Pinning down the Queen of Sheba is as complicated as defining only one particular use for flax. She is a woman and a foreigner, and yet she does not behave like the women or the foreigners who typically cowered in the face of King Solomon’s greatness. She is an outsider who acts like an insider. By challenging King Solomon and presuming to be his equal, she forces us to re-evaluate both of those categories.

The Queen of Sheba does not give Solomon any way to win her game of wits. By admitting that flax does not fit in to any one category, Solomon must acknowledge that human beings can also behave in conflicting ways, and that the Queen of Sheba can simultaneously be a woman, and a powerful ruler. Of course, if he does not admit this, he loses to the Queen of Sheba because he cannot answer her riddle.

As we learn from the Queen of Sheba, there are some competitions you can neither win nor lose. The world is just too fuzzy.

The Queen of Complexities

When I first encountered the Queen of Sheba stories, I identified with her completely. There was the Queen of Sheba, a fuzzy-legged woman like me, struggling against the male king who would limit her access to power and influence. I was the Queen of Sheba, engaged in a game of wits with the anti-feminist Rabbis who enforce unfair religious rules. I was the Queen of Sheba, struggling against the politicians and corporate leaders who create inequalities, support sexist laws, leave women on the outside.

But the Queen of Sheba is not easily owned – not by King Solomon, and not by me.
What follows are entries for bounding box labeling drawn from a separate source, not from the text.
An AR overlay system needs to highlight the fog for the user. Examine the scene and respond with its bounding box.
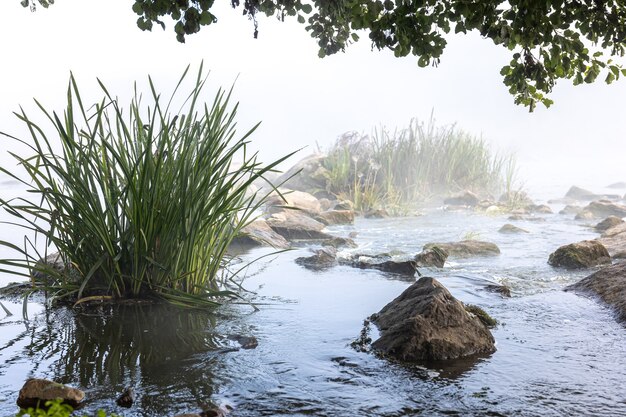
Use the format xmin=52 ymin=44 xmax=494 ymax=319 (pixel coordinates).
xmin=0 ymin=0 xmax=626 ymax=197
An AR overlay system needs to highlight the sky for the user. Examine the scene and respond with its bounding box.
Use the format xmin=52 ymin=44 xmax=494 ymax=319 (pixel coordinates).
xmin=0 ymin=0 xmax=626 ymax=197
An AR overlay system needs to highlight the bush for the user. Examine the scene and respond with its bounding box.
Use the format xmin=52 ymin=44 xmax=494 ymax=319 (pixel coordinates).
xmin=0 ymin=66 xmax=287 ymax=306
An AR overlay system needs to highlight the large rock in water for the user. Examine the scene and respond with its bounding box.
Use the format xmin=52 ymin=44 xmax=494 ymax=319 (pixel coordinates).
xmin=372 ymin=277 xmax=496 ymax=362
xmin=565 ymin=262 xmax=626 ymax=322
xmin=17 ymin=378 xmax=85 ymax=408
xmin=548 ymin=240 xmax=611 ymax=269
xmin=423 ymin=240 xmax=500 ymax=258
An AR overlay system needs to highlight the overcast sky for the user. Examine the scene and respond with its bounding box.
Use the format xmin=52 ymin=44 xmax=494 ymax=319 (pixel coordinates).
xmin=0 ymin=0 xmax=626 ymax=195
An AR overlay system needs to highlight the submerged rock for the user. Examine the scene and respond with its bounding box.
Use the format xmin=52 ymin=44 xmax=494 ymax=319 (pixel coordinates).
xmin=565 ymin=262 xmax=626 ymax=322
xmin=232 ymin=219 xmax=289 ymax=249
xmin=267 ymin=210 xmax=332 ymax=240
xmin=498 ymin=223 xmax=530 ymax=234
xmin=548 ymin=240 xmax=611 ymax=269
xmin=443 ymin=191 xmax=480 ymax=207
xmin=423 ymin=240 xmax=500 ymax=258
xmin=372 ymin=277 xmax=496 ymax=362
xmin=414 ymin=246 xmax=448 ymax=268
xmin=17 ymin=378 xmax=85 ymax=408
xmin=594 ymin=216 xmax=624 ymax=232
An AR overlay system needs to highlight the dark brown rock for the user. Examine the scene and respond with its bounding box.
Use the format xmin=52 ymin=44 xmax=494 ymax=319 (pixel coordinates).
xmin=372 ymin=277 xmax=496 ymax=362
xmin=548 ymin=240 xmax=611 ymax=269
xmin=17 ymin=378 xmax=85 ymax=408
xmin=423 ymin=240 xmax=500 ymax=258
xmin=566 ymin=262 xmax=626 ymax=322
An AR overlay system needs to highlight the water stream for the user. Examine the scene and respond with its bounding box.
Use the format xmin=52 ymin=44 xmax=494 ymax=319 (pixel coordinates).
xmin=0 ymin=181 xmax=626 ymax=417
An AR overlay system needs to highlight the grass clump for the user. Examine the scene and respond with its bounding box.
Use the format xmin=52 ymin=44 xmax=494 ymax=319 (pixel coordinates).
xmin=0 ymin=66 xmax=286 ymax=306
xmin=323 ymin=117 xmax=515 ymax=211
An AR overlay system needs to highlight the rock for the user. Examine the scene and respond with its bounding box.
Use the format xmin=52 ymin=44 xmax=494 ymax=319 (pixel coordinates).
xmin=565 ymin=262 xmax=626 ymax=322
xmin=275 ymin=154 xmax=328 ymax=192
xmin=17 ymin=378 xmax=85 ymax=408
xmin=443 ymin=191 xmax=480 ymax=207
xmin=548 ymin=240 xmax=611 ymax=269
xmin=584 ymin=200 xmax=626 ymax=217
xmin=597 ymin=223 xmax=626 ymax=258
xmin=232 ymin=219 xmax=289 ymax=249
xmin=574 ymin=210 xmax=595 ymax=220
xmin=115 ymin=387 xmax=135 ymax=408
xmin=315 ymin=210 xmax=354 ymax=225
xmin=296 ymin=246 xmax=337 ymax=269
xmin=414 ymin=246 xmax=448 ymax=268
xmin=594 ymin=216 xmax=624 ymax=232
xmin=606 ymin=181 xmax=626 ymax=190
xmin=372 ymin=277 xmax=496 ymax=362
xmin=267 ymin=210 xmax=332 ymax=240
xmin=498 ymin=223 xmax=530 ymax=234
xmin=266 ymin=188 xmax=322 ymax=216
xmin=322 ymin=237 xmax=359 ymax=249
xmin=423 ymin=240 xmax=500 ymax=258
xmin=333 ymin=200 xmax=354 ymax=211
xmin=364 ymin=209 xmax=389 ymax=219
xmin=559 ymin=204 xmax=583 ymax=214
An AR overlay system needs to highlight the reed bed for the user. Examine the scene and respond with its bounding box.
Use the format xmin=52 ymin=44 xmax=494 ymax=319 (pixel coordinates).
xmin=0 ymin=66 xmax=287 ymax=307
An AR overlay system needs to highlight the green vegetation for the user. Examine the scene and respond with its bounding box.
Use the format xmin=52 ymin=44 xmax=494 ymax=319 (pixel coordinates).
xmin=16 ymin=400 xmax=118 ymax=417
xmin=323 ymin=118 xmax=514 ymax=214
xmin=0 ymin=66 xmax=287 ymax=307
xmin=21 ymin=0 xmax=626 ymax=111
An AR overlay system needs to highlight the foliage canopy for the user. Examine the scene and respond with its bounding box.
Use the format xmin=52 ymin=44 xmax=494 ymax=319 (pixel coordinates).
xmin=17 ymin=0 xmax=626 ymax=111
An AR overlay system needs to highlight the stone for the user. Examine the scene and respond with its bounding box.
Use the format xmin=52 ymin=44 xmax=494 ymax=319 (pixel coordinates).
xmin=315 ymin=210 xmax=354 ymax=225
xmin=231 ymin=219 xmax=289 ymax=249
xmin=414 ymin=246 xmax=448 ymax=268
xmin=594 ymin=216 xmax=624 ymax=232
xmin=565 ymin=262 xmax=626 ymax=323
xmin=443 ymin=190 xmax=480 ymax=207
xmin=17 ymin=378 xmax=85 ymax=408
xmin=548 ymin=240 xmax=611 ymax=269
xmin=266 ymin=188 xmax=322 ymax=216
xmin=498 ymin=223 xmax=530 ymax=234
xmin=584 ymin=200 xmax=626 ymax=217
xmin=296 ymin=246 xmax=337 ymax=269
xmin=372 ymin=277 xmax=496 ymax=362
xmin=423 ymin=240 xmax=500 ymax=258
xmin=267 ymin=210 xmax=332 ymax=240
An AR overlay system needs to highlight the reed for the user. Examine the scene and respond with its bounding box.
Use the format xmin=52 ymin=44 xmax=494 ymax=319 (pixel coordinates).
xmin=0 ymin=65 xmax=287 ymax=307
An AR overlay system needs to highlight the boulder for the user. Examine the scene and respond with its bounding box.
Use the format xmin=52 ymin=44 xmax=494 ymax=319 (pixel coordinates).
xmin=17 ymin=378 xmax=85 ymax=408
xmin=584 ymin=200 xmax=626 ymax=217
xmin=414 ymin=246 xmax=448 ymax=268
xmin=548 ymin=240 xmax=611 ymax=269
xmin=275 ymin=154 xmax=328 ymax=192
xmin=498 ymin=223 xmax=530 ymax=234
xmin=296 ymin=246 xmax=337 ymax=269
xmin=443 ymin=191 xmax=480 ymax=207
xmin=267 ymin=210 xmax=332 ymax=240
xmin=423 ymin=240 xmax=500 ymax=258
xmin=565 ymin=262 xmax=626 ymax=322
xmin=372 ymin=277 xmax=496 ymax=362
xmin=232 ymin=219 xmax=289 ymax=249
xmin=322 ymin=237 xmax=359 ymax=249
xmin=594 ymin=216 xmax=624 ymax=232
xmin=315 ymin=210 xmax=354 ymax=225
xmin=266 ymin=188 xmax=322 ymax=216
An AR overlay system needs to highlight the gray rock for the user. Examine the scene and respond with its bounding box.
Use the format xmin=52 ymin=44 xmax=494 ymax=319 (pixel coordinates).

Also linked with Africa and with blackness, the Queen of Sheba represents the cultural categories that our society continues to exploit, exploit, and push toward the “outside.” In a particularly Jewish context, the Queen of Sheba has been associated with the African and Middle-Eastern Jews who have been situated on the margins of the community, and are engaged in a struggle with Ashkenazic “insiders” for influence, power, and basic respect. As an Ashkenazic American woman, what is my relationship to the people who are even further on the outside? Am I the Queen of Sheba, as I had always presumed to be, or am I, in fact, King Solomon?
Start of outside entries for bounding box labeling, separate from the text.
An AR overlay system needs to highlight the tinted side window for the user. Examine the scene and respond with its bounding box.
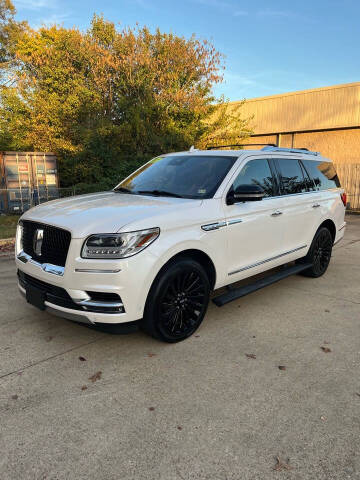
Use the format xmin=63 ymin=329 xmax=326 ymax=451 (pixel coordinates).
xmin=232 ymin=159 xmax=274 ymax=197
xmin=277 ymin=158 xmax=308 ymax=195
xmin=303 ymin=160 xmax=340 ymax=190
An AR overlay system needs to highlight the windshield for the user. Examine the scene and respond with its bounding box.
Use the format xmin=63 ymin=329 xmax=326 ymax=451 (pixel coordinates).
xmin=114 ymin=155 xmax=237 ymax=198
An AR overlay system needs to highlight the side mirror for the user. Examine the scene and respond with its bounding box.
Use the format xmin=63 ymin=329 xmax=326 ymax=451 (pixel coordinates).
xmin=226 ymin=184 xmax=265 ymax=205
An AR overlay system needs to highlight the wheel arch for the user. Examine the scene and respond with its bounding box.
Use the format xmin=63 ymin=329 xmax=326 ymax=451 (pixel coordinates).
xmin=152 ymin=248 xmax=216 ymax=290
xmin=318 ymin=218 xmax=336 ymax=243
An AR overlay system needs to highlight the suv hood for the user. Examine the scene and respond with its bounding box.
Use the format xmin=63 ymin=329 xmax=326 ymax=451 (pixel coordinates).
xmin=21 ymin=192 xmax=201 ymax=238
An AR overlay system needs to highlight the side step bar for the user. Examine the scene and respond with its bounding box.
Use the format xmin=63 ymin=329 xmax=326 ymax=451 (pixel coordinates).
xmin=212 ymin=263 xmax=312 ymax=307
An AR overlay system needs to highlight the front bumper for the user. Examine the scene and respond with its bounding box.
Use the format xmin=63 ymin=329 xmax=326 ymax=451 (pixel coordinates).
xmin=15 ymin=239 xmax=157 ymax=324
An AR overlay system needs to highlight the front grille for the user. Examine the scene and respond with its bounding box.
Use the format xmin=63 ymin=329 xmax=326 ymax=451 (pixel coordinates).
xmin=22 ymin=220 xmax=71 ymax=267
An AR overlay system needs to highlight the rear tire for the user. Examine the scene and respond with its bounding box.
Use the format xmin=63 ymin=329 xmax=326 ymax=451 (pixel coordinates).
xmin=140 ymin=257 xmax=210 ymax=343
xmin=297 ymin=227 xmax=333 ymax=278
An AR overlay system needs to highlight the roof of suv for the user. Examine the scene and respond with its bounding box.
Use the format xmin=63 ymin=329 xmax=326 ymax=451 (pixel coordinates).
xmin=168 ymin=147 xmax=322 ymax=160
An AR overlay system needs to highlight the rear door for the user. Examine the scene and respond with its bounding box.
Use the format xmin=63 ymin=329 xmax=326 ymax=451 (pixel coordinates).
xmin=224 ymin=156 xmax=284 ymax=283
xmin=274 ymin=157 xmax=321 ymax=255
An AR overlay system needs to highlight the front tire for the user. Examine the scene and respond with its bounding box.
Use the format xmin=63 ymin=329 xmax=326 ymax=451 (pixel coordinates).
xmin=299 ymin=227 xmax=333 ymax=278
xmin=140 ymin=257 xmax=210 ymax=343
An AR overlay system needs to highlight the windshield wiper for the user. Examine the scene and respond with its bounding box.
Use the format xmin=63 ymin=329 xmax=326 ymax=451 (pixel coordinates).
xmin=136 ymin=190 xmax=184 ymax=198
xmin=114 ymin=187 xmax=134 ymax=194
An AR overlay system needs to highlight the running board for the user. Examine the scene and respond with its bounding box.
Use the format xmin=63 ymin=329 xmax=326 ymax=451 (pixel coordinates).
xmin=212 ymin=263 xmax=312 ymax=307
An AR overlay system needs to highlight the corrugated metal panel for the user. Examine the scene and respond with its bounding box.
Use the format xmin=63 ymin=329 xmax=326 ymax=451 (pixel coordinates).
xmin=230 ymin=82 xmax=360 ymax=134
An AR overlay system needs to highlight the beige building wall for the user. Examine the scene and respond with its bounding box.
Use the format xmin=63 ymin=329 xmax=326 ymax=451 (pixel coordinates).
xmin=230 ymin=82 xmax=360 ymax=209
The Queen of Sheba is of the “wrong” gender and the “wrong” origin — the very embodiment of the outsider. And yet, as one might expect from such a slippery and complicated queen, she also reminds us that the relationship between the insider and the outsider can shift. At different points in our lives, in different contexts, every human being gets to play the role of the Queen of Sheba as well as that of King Solomon. In fact, we can well imagine the Queen of Sheba herself playing the “insider” in interactions with her own servants and subjects. Caught in the paradoxes and complexities of a fuzzy world, the Queen of Sheba too can be complicit in injustice.

In a world where our roles are always shifting, the encounter between the Queen of Sheba and King Solomon becomes symbolic of the very moment of struggle, the pivotal point at which we learn to secure power in some contexts and to share power in others. Being a Jewish woman — and an “outsider” in certain contexts — does not make me incapable of oppressing others, of supporting a system of hierarchies and inequalities, of pledging tacit allegiance to King Solomon. What is my relationship to the sweatshop workers who create the clothes that I wear? What is my relationship to the people who pick the grapes that I eat? In a fuzzy world, everyday choices are pregnant with significance, as monumental as the royal encounter between King Solomon and the Queen of Sheba.
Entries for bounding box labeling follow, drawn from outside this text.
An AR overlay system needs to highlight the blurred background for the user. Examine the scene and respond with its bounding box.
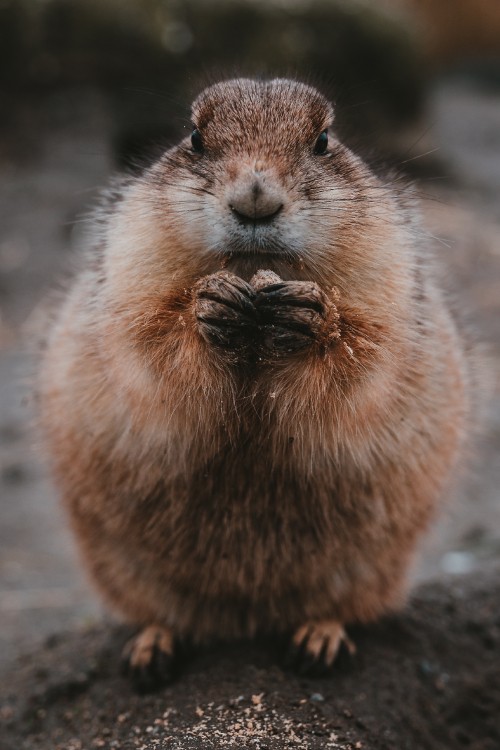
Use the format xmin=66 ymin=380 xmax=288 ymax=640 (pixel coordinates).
xmin=0 ymin=0 xmax=500 ymax=662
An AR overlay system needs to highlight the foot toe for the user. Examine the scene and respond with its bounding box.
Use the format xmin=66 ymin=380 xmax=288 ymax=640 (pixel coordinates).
xmin=122 ymin=627 xmax=177 ymax=693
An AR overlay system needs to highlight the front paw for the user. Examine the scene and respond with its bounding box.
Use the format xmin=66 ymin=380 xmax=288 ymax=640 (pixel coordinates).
xmin=194 ymin=271 xmax=257 ymax=352
xmin=251 ymin=272 xmax=339 ymax=355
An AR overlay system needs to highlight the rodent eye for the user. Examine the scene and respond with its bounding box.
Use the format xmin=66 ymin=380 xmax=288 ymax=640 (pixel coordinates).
xmin=191 ymin=128 xmax=203 ymax=154
xmin=314 ymin=130 xmax=328 ymax=154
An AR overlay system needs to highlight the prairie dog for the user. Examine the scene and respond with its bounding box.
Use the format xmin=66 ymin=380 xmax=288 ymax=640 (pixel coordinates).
xmin=40 ymin=79 xmax=468 ymax=690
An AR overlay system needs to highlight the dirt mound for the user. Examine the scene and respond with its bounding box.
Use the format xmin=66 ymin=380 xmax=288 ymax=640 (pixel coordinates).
xmin=0 ymin=567 xmax=500 ymax=750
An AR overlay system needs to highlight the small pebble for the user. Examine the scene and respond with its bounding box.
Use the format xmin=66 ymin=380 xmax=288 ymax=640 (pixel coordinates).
xmin=310 ymin=693 xmax=325 ymax=703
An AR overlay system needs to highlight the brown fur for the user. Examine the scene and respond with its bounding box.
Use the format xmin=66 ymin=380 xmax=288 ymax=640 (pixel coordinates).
xmin=40 ymin=80 xmax=468 ymax=664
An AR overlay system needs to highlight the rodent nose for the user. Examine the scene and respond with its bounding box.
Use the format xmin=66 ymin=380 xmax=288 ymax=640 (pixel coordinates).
xmin=229 ymin=178 xmax=283 ymax=224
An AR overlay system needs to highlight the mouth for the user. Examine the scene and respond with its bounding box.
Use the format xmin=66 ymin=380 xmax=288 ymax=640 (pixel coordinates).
xmin=219 ymin=231 xmax=298 ymax=260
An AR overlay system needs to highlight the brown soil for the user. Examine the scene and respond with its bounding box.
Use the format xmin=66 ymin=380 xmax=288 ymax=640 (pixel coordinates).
xmin=0 ymin=566 xmax=500 ymax=750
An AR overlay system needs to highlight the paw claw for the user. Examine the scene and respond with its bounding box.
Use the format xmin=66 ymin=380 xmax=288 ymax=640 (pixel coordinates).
xmin=121 ymin=626 xmax=177 ymax=693
xmin=285 ymin=620 xmax=356 ymax=677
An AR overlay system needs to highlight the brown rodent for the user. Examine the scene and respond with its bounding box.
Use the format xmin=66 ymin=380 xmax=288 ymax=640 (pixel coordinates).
xmin=40 ymin=79 xmax=468 ymax=689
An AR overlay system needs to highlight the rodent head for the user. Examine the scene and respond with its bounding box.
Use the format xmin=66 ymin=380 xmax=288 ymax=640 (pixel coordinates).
xmin=145 ymin=79 xmax=378 ymax=282
xmin=104 ymin=79 xmax=409 ymax=304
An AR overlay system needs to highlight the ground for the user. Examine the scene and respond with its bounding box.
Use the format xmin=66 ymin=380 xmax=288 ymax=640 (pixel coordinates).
xmin=0 ymin=82 xmax=500 ymax=750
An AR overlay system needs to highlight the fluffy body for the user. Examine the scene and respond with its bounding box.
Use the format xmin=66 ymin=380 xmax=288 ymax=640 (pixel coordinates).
xmin=40 ymin=80 xmax=468 ymax=656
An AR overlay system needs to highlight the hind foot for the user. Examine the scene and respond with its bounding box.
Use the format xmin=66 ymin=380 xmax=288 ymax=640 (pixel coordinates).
xmin=287 ymin=620 xmax=356 ymax=677
xmin=122 ymin=625 xmax=176 ymax=693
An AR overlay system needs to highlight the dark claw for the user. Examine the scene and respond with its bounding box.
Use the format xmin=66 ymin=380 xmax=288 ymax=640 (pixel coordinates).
xmin=285 ymin=635 xmax=333 ymax=677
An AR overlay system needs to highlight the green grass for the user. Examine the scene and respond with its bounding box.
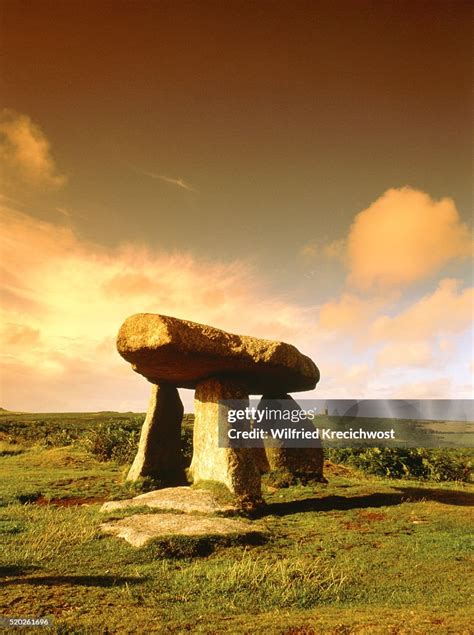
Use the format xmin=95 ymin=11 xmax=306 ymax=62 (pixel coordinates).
xmin=0 ymin=415 xmax=474 ymax=635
The Queen of Symbols And for me, the Queen of Sheba always leads back to fuzzy legs. My fuzzy legs are my tribute to a fuzzy world, in which categories of gender, origin and identity become blurred at the edges, fuse into one another, and cannot contain the totality of who I am. They remind me that I am never completely helpless nor am I ever completely powerful — the rules of fuzziness do not allow for absolutes. They remind me that I can be a cause of praise to the free, as well as a cause of shame to the unfortunate, and all at the same time. Through a world full of paradox, riddles, and hard questions, I travel on my own fuzzy legs.